Una nueva ráfaga de proyectiles surca el aire y golpea las barreras en una explosión de fuegos artificiales. Eucalis, rodeado de docenas de guerreros, se prepara para la inminente confrontación. Examina su rifle, contando rápidamente los cartuchos restantes, y luego repasa su espada, pasando sus dedos sobre la hoja. El filo que todavía poseía, reflejaba la dedicación y el sacrificio de su gente. Su rostro está cubierto de lodo y sangre, sangre que provenía mayormente de sus camaradas caídos. Frente a él, un guerrero yace con la mirada perdida y lágrimas secas marcando sus mejillas, su cuerpo parcialmente sepultado bajo la tierra que sigue cayendo tras cada explosión. Eucalis lo observa, imaginando lo último que habrá visto antes de morir, las cosas que tuvo que dejar atrás: amigos, familia, seres queridos que quizás aún ignoran que ha dado su vida. En su corazón, Eucalis le pide que lo espere, que cuando llegue su turno, le va a contar sobre esta victoriosa noche.
Respira hondo y, con renovada determinación, da la señal. Sus oficiales transmiten la orden: todos deben prepararse, porque en pocos minutos van a darlo todo.
A lo largo del campo de batalla, otros demonios permanecen ocultos, refugiados en trincheras, entre rocas o cualquier cobertura que encuentran para protegerse de la lluvia de fuego y relámpagos. Nadie quiere ser el primero en lanzarse al asalto, sabiendo que probablemente signifique una muerte segura. Pero están atentos y conscientes de que en cualquier momento el sonido del silbato marcará el inicio, y entonces nadie se detendrá hasta alcanzar el campamento enemigo. Al menos, muchos tienen a alguien a su lado: un hermano o una hermana de armas.
Eucalis asoma la cabeza sobre la zanja, observando a través de sus binoculares las barreras enemigas, y determina que están a punto de colapsar. La decisión está tomada: es hora de atacar. Llama a una mujer equipada con el sistema de comunicaciones para que se acerque.

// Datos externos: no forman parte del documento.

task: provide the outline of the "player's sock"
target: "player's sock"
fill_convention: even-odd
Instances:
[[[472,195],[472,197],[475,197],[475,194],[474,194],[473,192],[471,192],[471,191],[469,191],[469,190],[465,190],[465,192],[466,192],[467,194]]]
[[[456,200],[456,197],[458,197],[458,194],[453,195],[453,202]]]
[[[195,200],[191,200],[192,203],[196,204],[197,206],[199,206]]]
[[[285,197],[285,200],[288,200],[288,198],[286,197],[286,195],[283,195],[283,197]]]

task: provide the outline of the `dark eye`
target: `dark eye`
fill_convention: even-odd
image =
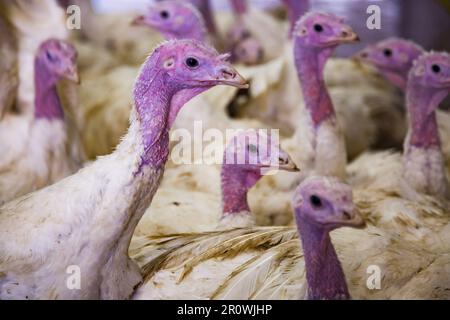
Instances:
[[[320,200],[320,198],[316,195],[312,195],[309,198],[309,201],[311,201],[311,204],[313,205],[313,207],[315,208],[320,208],[322,207],[322,200]]]
[[[56,58],[48,51],[45,52],[45,56],[47,57],[47,60],[50,62],[54,62]]]
[[[315,30],[316,32],[322,32],[322,31],[323,31],[323,27],[322,27],[321,24],[316,23],[316,24],[314,25],[314,30]]]
[[[433,64],[431,66],[431,70],[433,70],[434,73],[439,73],[441,72],[441,67],[439,67],[437,64]]]
[[[161,18],[163,18],[163,19],[169,18],[169,12],[166,11],[166,10],[161,11],[161,12],[159,13],[159,15],[160,15]]]
[[[198,67],[199,63],[198,63],[198,60],[195,59],[195,58],[187,58],[186,59],[186,65],[189,68],[196,68],[196,67]]]
[[[384,54],[386,57],[390,57],[390,56],[392,56],[392,50],[391,50],[391,49],[384,49],[384,50],[383,50],[383,54]]]

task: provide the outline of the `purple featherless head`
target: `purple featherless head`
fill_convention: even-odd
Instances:
[[[355,57],[374,65],[395,86],[405,89],[408,72],[423,52],[412,41],[389,38],[367,46]]]
[[[167,39],[204,41],[207,32],[200,12],[190,3],[179,0],[152,5],[146,14],[138,16],[133,25],[146,25],[164,34]]]
[[[408,81],[438,91],[450,90],[450,55],[429,52],[421,55],[409,72]]]
[[[208,89],[216,85],[248,88],[246,80],[228,62],[228,54],[196,40],[172,40],[160,45],[143,66],[139,80],[144,87],[155,72],[164,76],[164,85],[175,91]]]
[[[323,12],[309,12],[297,22],[296,43],[309,48],[330,48],[359,40],[344,19]]]
[[[225,164],[238,165],[255,173],[271,167],[285,171],[299,170],[281,149],[279,140],[263,129],[248,129],[238,133],[228,143],[224,156]]]
[[[339,227],[364,227],[353,203],[352,189],[336,178],[310,177],[296,189],[293,207],[297,223],[331,231]]]
[[[39,65],[54,76],[55,81],[67,79],[79,82],[77,52],[67,42],[57,39],[43,42],[38,49],[36,61],[39,61]]]

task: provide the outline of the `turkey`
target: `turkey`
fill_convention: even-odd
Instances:
[[[370,221],[364,230],[328,235],[363,226],[354,201],[336,178],[308,177],[294,194],[298,227],[142,237],[130,247],[144,273],[134,299],[448,299],[443,243],[406,240]],[[367,286],[373,268],[381,271],[381,290]]]
[[[34,62],[32,117],[10,111],[0,121],[0,204],[43,188],[77,171],[56,85],[78,82],[76,51],[61,40],[41,44]]]
[[[265,177],[255,187],[253,195],[250,194],[250,206],[265,220],[262,224],[268,223],[267,219],[271,223],[279,220],[275,224],[284,224],[286,218],[291,220],[290,215],[277,216],[279,212],[286,212],[282,209],[290,206],[293,189],[306,176],[345,179],[344,135],[323,80],[323,67],[337,45],[355,42],[358,37],[340,17],[320,12],[304,15],[297,24],[294,37],[294,56],[305,106],[296,133],[282,145],[302,168],[302,173],[290,177],[283,173],[278,177]],[[272,198],[274,202],[262,204],[261,199],[265,198]]]
[[[2,11],[17,39],[19,87],[16,109],[32,116],[34,113],[34,59],[42,42],[50,39],[65,40],[65,14],[56,0],[11,0],[3,4]]]
[[[190,40],[157,47],[116,151],[0,207],[0,298],[128,298],[142,281],[128,246],[162,177],[170,126],[186,101],[218,84],[245,81],[215,50]],[[66,285],[69,266],[83,273],[80,290]]]
[[[170,12],[169,16],[155,24],[151,21],[152,17],[160,15],[161,11]],[[180,20],[188,21],[190,27],[186,28],[185,25],[176,23]],[[150,6],[143,16],[135,19],[136,23],[151,25],[169,38],[176,36],[185,39],[194,35],[202,41],[207,41],[201,15],[193,6],[179,1],[164,1]],[[224,54],[225,56],[227,55]],[[83,78],[80,91],[82,119],[84,119],[83,139],[90,158],[111,152],[126,131],[127,115],[131,108],[128,92],[132,88],[131,82],[124,79],[131,79],[136,73],[136,68],[122,66],[101,79],[98,76]],[[99,91],[107,94],[99,94]],[[264,127],[252,120],[230,121],[226,113],[226,105],[235,93],[235,88],[220,87],[214,88],[206,95],[196,97],[189,102],[192,107],[181,111],[174,123],[174,129],[180,128],[193,132],[195,121],[200,120],[205,129]]]
[[[248,129],[239,132],[226,146],[221,168],[218,165],[206,168],[211,171],[211,175],[212,171],[216,171],[213,181],[209,179],[208,183],[217,181],[220,184],[221,197],[211,192],[182,190],[176,184],[162,187],[139,222],[135,235],[205,232],[253,226],[255,221],[247,203],[247,192],[261,179],[263,170],[269,167],[298,170],[289,156],[279,148],[275,137],[266,130]]]
[[[157,2],[136,17],[133,25],[145,25],[159,31],[165,39],[195,39],[206,42],[208,32],[200,12],[188,2]]]
[[[409,199],[422,194],[444,201],[450,199],[435,111],[449,93],[449,77],[448,53],[425,53],[416,60],[406,87],[410,124],[403,157],[386,152],[361,156],[348,168],[354,185],[375,189],[399,187],[400,194]],[[378,165],[373,166],[374,163]]]
[[[284,1],[291,26],[308,8],[307,1]],[[292,136],[300,125],[299,114],[304,98],[299,87],[292,55],[292,36],[276,59],[257,68],[241,69],[251,86],[238,107],[236,117],[256,118],[280,128],[283,135]],[[324,80],[334,102],[336,116],[342,125],[347,155],[355,158],[371,147],[400,147],[406,132],[402,100],[395,88],[375,72],[374,68],[342,58],[329,59],[324,68]],[[398,108],[396,108],[398,106]],[[402,124],[389,126],[396,121]]]
[[[423,48],[412,41],[389,38],[368,46],[357,55],[357,58],[373,64],[386,79],[405,91],[408,72],[414,60],[423,52]],[[450,168],[450,115],[437,109],[436,117],[442,137],[442,151]]]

—Mi nombre es Casandra, y estoy aquí con el régimen del general Eucalis. Parece que está listo para decir unas palabras —anuncia ella, mientras avanza entre los cuerpos de combatientes, algunos sin vida, agachada y alerta a todo momento.
Para muchos, esta será la primera vez que escuchan la voz de su general, el estratega y comandante de la batalla. Los amos de las distintas casas, al tanto de la importancia del mensaje, ajustan el volumen, preparándose para escuchar cada palabra.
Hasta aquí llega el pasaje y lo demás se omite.